Quando i ricercatori hanno messo a confronto i quartili estremi di circonferenza addominale, l’hazard ratio calcolato è stato pari a 2,63 (IC95%=1,73-3,99). Inoltre, le analisi degli effetti combinati, che hanno preso in considerazione un valore di BMI inferiore a 25 kg/m2 e un livello elevato di attività fisica come riferimento, hanno mostrato che la presenza di un BMI uguale o superiore a 25 kg/m2 si associava ad un hazard ratio di PsA pari a 2,06 (IC95%=1,18-3,58) negli individui con attività fisica ridotta, e ad un HR pari a 1,53 (IC95%=0,8-2,91) negli individui con attività fisica elevata.
Gli hazard ratio per la presenza di valori elevati di circonferenza addominale e attività fisica sono risultati pari, rispettivamente, a 2,25 (IC95%=1,4-1,63) e a 1,85 (IC95%=0,95-3,5).
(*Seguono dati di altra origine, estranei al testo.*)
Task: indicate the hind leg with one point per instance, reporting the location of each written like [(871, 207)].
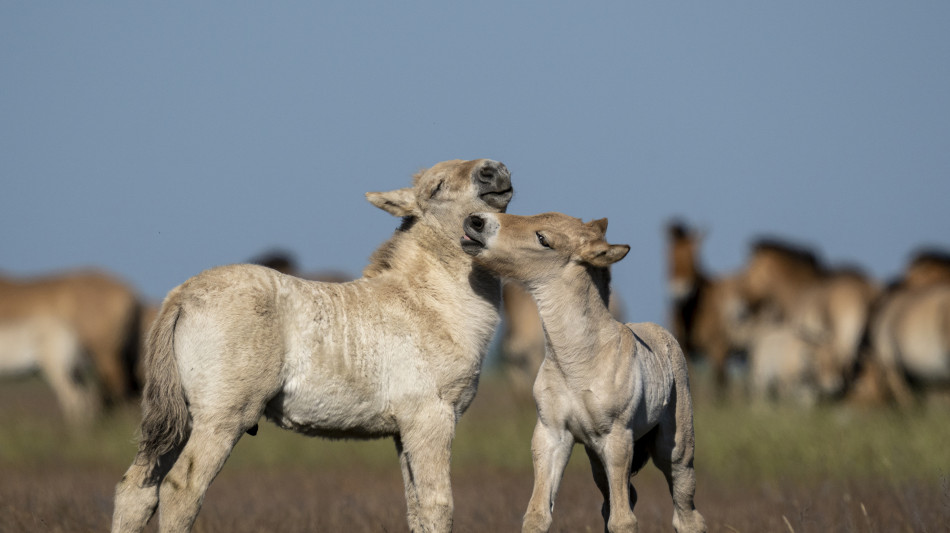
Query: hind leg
[(618, 457), (183, 489), (136, 496), (675, 460), (600, 478)]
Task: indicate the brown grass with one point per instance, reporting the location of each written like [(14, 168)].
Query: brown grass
[(761, 471)]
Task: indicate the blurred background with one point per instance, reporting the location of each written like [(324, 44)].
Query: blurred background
[(157, 141), (781, 171)]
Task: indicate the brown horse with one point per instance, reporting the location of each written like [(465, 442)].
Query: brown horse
[(786, 284), (926, 267), (709, 316), (100, 308), (909, 331)]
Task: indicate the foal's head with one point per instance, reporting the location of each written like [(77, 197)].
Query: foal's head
[(538, 248), (447, 192)]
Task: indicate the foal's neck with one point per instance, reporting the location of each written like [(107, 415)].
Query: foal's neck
[(577, 321)]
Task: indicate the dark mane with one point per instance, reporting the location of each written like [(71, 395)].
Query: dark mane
[(789, 251), (601, 278), (929, 255), (677, 229), (381, 259)]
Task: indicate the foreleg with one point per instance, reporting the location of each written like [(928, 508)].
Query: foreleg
[(425, 456), (550, 450)]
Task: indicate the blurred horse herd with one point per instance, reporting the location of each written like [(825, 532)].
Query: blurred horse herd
[(810, 332), (800, 331)]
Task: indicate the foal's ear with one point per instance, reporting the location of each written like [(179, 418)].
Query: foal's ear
[(400, 202), (600, 225), (604, 255)]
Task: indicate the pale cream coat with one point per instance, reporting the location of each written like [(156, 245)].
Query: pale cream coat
[(621, 390), (396, 354)]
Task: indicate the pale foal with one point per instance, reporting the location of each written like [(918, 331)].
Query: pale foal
[(621, 390), (381, 356)]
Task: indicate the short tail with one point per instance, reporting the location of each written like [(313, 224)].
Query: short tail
[(164, 408)]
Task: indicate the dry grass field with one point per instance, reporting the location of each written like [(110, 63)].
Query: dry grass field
[(834, 469)]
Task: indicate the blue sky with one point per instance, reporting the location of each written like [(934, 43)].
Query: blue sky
[(159, 140)]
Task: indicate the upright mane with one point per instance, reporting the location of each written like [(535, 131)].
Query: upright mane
[(792, 252)]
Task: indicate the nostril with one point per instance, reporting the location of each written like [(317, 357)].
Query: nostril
[(476, 222)]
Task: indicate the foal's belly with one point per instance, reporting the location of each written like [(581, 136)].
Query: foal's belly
[(335, 411)]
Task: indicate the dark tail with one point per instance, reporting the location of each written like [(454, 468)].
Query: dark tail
[(164, 409)]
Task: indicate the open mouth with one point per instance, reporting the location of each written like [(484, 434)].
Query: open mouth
[(497, 198), (471, 245)]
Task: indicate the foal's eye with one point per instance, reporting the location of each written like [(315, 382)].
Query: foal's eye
[(437, 189), (542, 241)]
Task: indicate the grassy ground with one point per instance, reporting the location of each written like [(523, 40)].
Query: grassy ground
[(759, 469)]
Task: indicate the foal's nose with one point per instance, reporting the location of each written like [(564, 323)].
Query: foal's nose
[(476, 222)]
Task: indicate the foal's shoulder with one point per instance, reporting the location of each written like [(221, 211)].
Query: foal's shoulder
[(654, 336)]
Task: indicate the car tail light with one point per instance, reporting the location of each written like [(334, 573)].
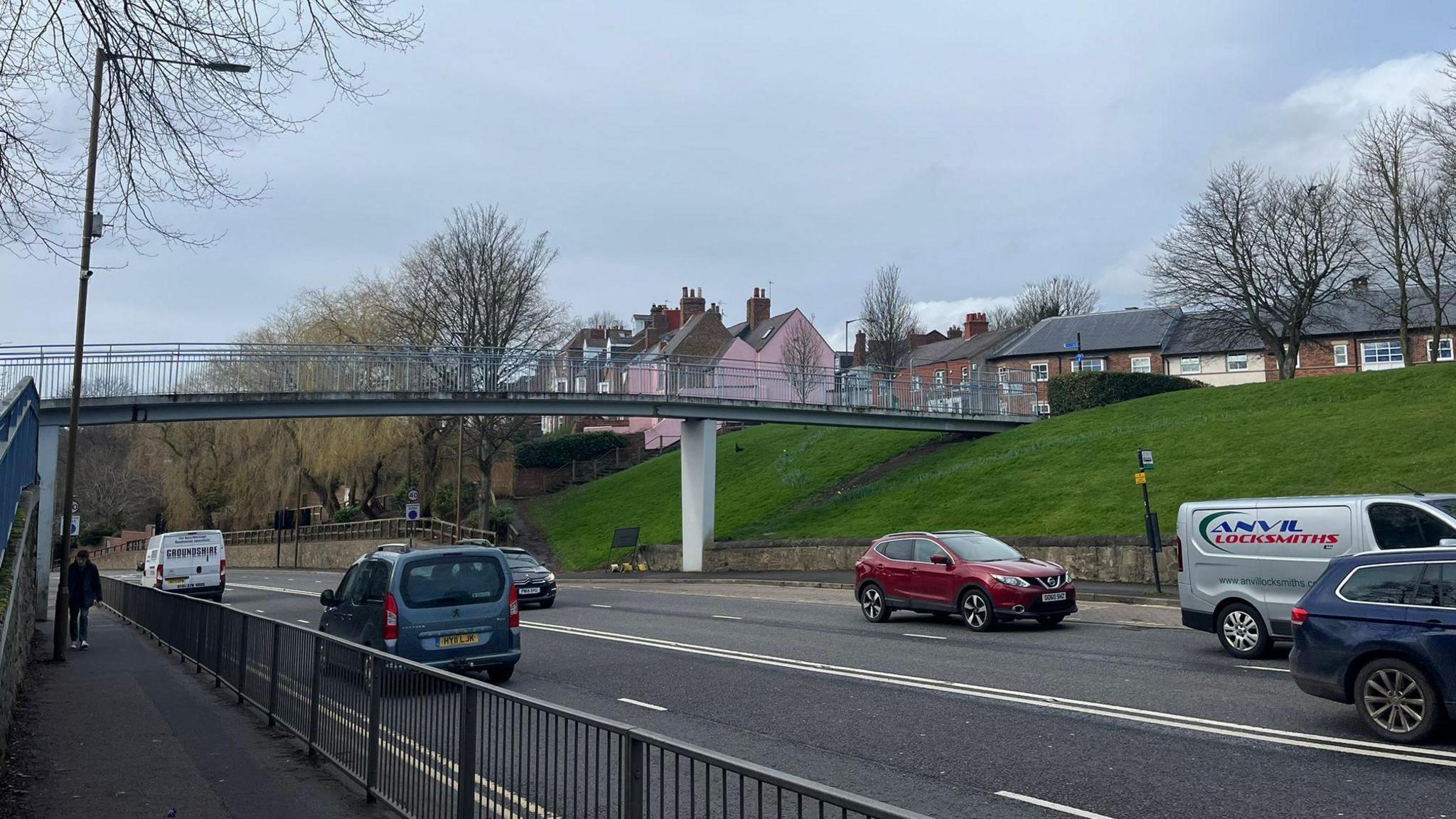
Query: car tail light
[(390, 619)]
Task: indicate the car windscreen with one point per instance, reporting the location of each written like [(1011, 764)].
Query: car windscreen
[(979, 547), (451, 582)]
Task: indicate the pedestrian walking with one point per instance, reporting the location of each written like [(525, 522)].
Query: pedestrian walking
[(83, 585)]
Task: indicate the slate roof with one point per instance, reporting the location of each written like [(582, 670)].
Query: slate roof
[(1114, 330)]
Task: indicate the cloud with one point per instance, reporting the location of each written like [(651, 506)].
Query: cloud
[(1307, 130)]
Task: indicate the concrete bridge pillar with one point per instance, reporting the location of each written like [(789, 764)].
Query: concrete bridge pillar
[(700, 464), (47, 458)]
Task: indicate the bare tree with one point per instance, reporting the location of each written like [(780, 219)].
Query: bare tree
[(1056, 296), (889, 319), (168, 126), (1388, 156), (481, 283), (1261, 255), (803, 360)]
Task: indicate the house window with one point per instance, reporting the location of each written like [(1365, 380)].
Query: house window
[(1382, 353)]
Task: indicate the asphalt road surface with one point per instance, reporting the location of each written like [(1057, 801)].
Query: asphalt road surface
[(1120, 714)]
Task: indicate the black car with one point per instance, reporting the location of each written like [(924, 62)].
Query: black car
[(1379, 631), (535, 583)]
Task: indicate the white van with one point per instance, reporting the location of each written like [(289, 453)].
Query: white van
[(1246, 563), (191, 563)]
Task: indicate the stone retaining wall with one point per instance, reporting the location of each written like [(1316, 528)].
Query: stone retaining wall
[(1106, 559)]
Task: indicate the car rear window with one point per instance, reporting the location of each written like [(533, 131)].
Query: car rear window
[(451, 582)]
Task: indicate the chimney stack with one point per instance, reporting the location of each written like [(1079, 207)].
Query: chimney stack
[(692, 304), (976, 324), (757, 308)]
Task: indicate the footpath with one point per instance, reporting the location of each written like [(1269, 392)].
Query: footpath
[(1089, 591), (126, 730)]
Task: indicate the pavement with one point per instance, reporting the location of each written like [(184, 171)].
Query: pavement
[(1118, 713), (1142, 594), (124, 730)]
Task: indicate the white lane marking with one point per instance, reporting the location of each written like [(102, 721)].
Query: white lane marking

Le implicazioni dello studio
In conclusione, “…I risultati di questo studio longitudinale di popolazione indicato l’esistenza di un’associazione positiva tra l’adiposità, con particolare riferimento all’obesità centrale, e il rischio di incidenza di PsA – scrivono i ricercatori nella discussione del lavoro -. Per quanto non sia stato rilevato un chiaro effetto modificante dell’attività fisica sull’adiposità, gli individui caratterizzati da livelli più elevati di attività fisica hanno mostrato una riduzione del rischio di PsA, indipendentemente dal BMI. Lo studio, pertanto, suffraga osservazioni precedenti di letteratura secondo le quali il rischio di PsA è modificabile, sottolineando l’importanza di adottare misure preventive di contrasto all’obesità e di incoraggiamento a svolgere attività fisica al fine di ridurre l’incidenza di PsA”.